Legenda...lenda...histórias a serem lidas...tradições a serem contadas...sentidos
a serem recuperados para apoiarem a nossa existência atual. E eu sou
categórico: muitos dos nossos primeiros encantamentos literários provém de
lendas.
No meu caso, na minha tradição católica, nossos pais contavam a lenda da
Gruta que Chora para reforçar a ação do padre que livrou a comunidade daquele
bicho horrendo-apavorador do local. Mas bem cedo, graças à educação escolar, eu
aprendi que essa história vem de um tempo mais antigo, dos primeiros habitantes
desta terra batizada como Ubatuba. Ou seja: são histórias, tradições antigas
que se vestem com novas roupagens. Primeiramente eu contarei a versão que se
aproxima daquela contada pela minha saudosa mãe e avó da praia da Fortaleza. É
a mesma que eu escutei mais tarde contada pelo Seo Filhinho (Washington de
Oliveira, irmão da professora Semíramis Prado de Oliveira que nomeia a escola estadual
do bairro, do Saco da Ribeira). Trata-se da moça, da Marcelina, moradora daqui
de perto, que numa noite se angustiava suplicando para que alguém não se fosse,
ficasse mais um pouco no seu quarto etc. Ouvindo-a, a mãe abriu a porta.
Marcelina estava só, chorando. Foi quando ela revelou: “Sabe daquele bicho que o Seo Antero viu na Gruta que Chora, metade
cobra metade dragão, do mesmo tipo que foi derrotado por São Jorge? Ele tem
aparecido nas madrugadas neste quarto, mas se transforma num moço lindo, me
abraça e fica comigo umas horas. Só vai embora depois que o galo canta pela
terceira vez. Eu me apaixonei por ele. Estou desesperada porque ele foi embora,
voltou para a toca”. Sorte da
família - e da comunidade! - foi ter aparecido por ali um monge. Ele dizia que
o padre Anchieta, em tempo passado, havia profetizado que “a Ordem dos Jesuítas expulsaria o monstro que habitava aquela
gruta, nas paragens de Ubatuba”. Assim, depois de umas oração forte e de um
emocionante sinal-da-cruz, todos escutaram um barulho semelhante a um estrondo
de trovão, com a água do mar invadindo a toca e um caminho se abrindo mar
afora, por onde aquela criatura horrível se foi. Portanto, graças à força desse
religioso e a fé dos caiçaras, todos se viram livres da maldição.
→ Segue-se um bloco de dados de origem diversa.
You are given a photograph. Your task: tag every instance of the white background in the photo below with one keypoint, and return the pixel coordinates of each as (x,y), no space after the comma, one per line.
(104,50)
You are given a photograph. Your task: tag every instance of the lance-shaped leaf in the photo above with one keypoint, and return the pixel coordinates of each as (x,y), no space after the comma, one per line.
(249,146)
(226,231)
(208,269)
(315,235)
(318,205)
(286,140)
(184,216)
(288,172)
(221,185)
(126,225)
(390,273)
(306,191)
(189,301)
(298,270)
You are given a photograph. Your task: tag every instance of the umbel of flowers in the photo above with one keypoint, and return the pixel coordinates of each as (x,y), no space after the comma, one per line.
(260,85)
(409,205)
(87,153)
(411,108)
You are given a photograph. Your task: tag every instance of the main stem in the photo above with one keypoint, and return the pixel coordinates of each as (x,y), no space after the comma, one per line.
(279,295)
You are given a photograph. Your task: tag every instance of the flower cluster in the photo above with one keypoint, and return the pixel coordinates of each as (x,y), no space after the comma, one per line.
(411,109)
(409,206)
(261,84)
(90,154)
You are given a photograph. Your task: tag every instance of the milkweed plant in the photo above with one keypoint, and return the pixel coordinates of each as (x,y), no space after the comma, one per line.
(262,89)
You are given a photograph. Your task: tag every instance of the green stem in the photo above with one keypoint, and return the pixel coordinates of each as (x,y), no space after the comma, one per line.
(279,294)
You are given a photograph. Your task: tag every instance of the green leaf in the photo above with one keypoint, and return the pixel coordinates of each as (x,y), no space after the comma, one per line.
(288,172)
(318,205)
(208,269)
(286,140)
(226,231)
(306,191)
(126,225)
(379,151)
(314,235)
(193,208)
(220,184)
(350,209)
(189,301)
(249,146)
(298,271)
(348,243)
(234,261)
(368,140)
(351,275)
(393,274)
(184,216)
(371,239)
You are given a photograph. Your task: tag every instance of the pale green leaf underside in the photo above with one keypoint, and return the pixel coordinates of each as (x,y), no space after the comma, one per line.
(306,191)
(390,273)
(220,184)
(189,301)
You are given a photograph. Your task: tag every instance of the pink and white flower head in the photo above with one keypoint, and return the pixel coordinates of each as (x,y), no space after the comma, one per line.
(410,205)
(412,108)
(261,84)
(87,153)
A minha mãe concluía
assim: “Aquele bicho era praga de mãe”.
Agora contarei a versão indígena que eu escutei na adolescência:
No tempo que só o povo primitivo ocupava este território de Ubatuba,
ninguém podia se aproximar desta praia (Sununga) porque o mar ficava bravo,
enxotava qualquer um por mais valente que fosse. Só moça nova chegava e não
acontecia nada. Parecia até que alguma coisa chamava essas donzelas para a toca
que está no canto da praia. Uma criatura enorme as abocanhava e sumia na toca. Era
como uma cobra gigante, gosmenta como uma lesma. De uma bocada só ela engolia a
moça. Depois sumia no buraco, fazendo por um longo tempo uns barulhos medonhos. Ela saía nas noites de lua cheia, se rolava nas areias e provocava ondas de
lamber o jundu. Os parentes ficavam desconsolados pelas perdas. Muitas moças
desapareceram naquele lugar. Dentro da toca, bem no fundo, tem um buraco que
desce muito. Hoje está soterrado, mas nunca ninguém teve coragem de chegar
perto dele, onde o bicho se escondia. Eis a razão do choro da gruta.
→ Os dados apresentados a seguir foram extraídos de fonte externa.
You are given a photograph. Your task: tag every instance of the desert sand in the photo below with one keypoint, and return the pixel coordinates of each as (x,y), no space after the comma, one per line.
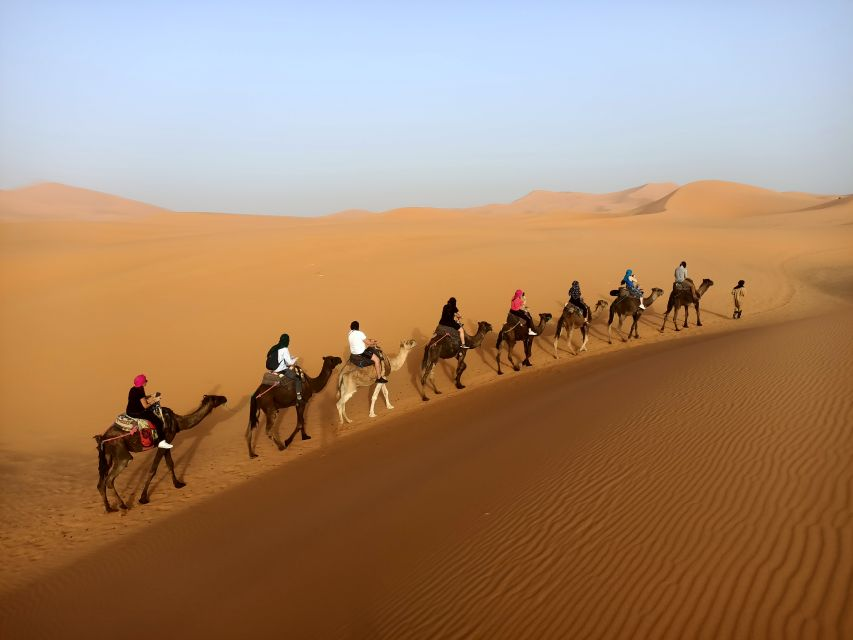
(680,485)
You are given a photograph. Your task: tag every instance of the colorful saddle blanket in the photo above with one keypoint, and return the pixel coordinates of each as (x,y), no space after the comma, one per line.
(443,332)
(146,430)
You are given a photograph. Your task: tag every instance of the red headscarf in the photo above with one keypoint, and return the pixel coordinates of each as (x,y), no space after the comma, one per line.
(517,301)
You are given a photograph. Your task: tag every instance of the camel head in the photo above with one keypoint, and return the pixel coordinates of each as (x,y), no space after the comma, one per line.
(484,326)
(214,400)
(331,362)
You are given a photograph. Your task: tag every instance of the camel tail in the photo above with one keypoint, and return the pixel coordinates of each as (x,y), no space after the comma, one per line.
(253,411)
(103,465)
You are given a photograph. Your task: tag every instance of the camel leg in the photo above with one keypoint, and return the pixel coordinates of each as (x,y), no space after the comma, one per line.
(459,369)
(102,484)
(385,395)
(622,335)
(152,471)
(373,397)
(272,429)
(346,394)
(528,350)
(635,327)
(432,378)
(249,433)
(509,347)
(171,464)
(585,338)
(300,425)
(428,373)
(557,335)
(119,463)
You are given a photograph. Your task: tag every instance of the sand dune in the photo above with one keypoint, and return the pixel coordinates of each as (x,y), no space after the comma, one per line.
(194,301)
(731,200)
(52,201)
(686,509)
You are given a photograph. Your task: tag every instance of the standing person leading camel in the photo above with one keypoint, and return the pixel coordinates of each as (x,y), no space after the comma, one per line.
(363,350)
(738,294)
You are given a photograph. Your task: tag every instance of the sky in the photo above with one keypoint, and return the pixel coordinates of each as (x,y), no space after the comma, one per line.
(309,108)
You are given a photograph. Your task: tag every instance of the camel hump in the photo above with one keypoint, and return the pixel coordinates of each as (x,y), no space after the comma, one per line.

Quando criança, ao fazer mais perguntas, querendo saber mais coisa, a
mamãe dizia: “Tem mais coisa sim, mas é
história de gente grande, tá bom?”. A vovó assim concluía: “Desde antes, no tempo dos índios, esse
bicho estava lá. Sorte nossa que o nosso bom Deus enviou um padre para benzer
aquela toca e expulsar o bicho. Nunca mais nenhuma moça foi tocada nesse lugar”.
Legenda...lenda...história a ser contada, lida, que pode nos edificar, inclusive a partir das lições e
reflexões escolares. Que assim seja!